A Gender Rights Activist working with the tribal and marginalized communities in india, Srilekha is a PhD scholar working on understanding body and sexuality among tribal girls, to fill the gaps in research around indigenous women and their stories. Srilekha has worked extensively at the grassroots level with community based organisations, through several advocacy initiatives around Gender, Mental Health, Menstrual Hygiene and Sexual and Reproductive Health Rights (SRHR) for the indigenous in Jharkhand, over the last 6 years.

Srilekha has also contributed to sustainable livelihood projects and legal aid programs for survivors of sex trafficking. She has been conducting research based programs on maternal health, mental health, gender based violence, sex and sexuality.

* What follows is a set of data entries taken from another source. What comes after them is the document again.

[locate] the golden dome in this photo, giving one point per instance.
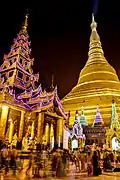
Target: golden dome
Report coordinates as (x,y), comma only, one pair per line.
(98,83)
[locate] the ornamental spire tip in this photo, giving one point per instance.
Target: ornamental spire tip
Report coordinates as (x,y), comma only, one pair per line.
(93,24)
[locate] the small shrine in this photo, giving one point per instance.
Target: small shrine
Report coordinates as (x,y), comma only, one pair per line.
(96,133)
(76,137)
(83,120)
(27,112)
(113,132)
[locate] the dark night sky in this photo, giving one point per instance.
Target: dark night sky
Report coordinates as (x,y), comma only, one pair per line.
(60,36)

Her interest lies in conducting workshops for young people on life skills, feminism, gender and sexuality, trauma, resilience and interpersonal relationships.

A Guwahati-based college student pursuing her Masters in Tata Institute of Social Sciences, Bidisha started the #BleedwithDignity campaign on the technology platform Change.org, demanding that the Government of Assam install
biodegradable sanitary pad vending machines in all government schools across the state. Her petition on Change.org has already gathered support from over 90000 people and continues to grow.

Bidisha was selected in Change.org’s flagship program ‘She Creates Change’ having run successful online advocacy
campaigns, which were widely recognised. Through the #BleedwithDignity campaign; she organised and celebrated World Menstrual Hygiene Day, 2019 in Guwahati, Assam by hosting a wall mural by collaborating with local organisations. The initiative was widely covered by national and local media, and the mural was later inaugurated by the event’s chief guest Commissioner of Guwahati Municipal Corporation (GMC) Debeswar Malakar, IAS.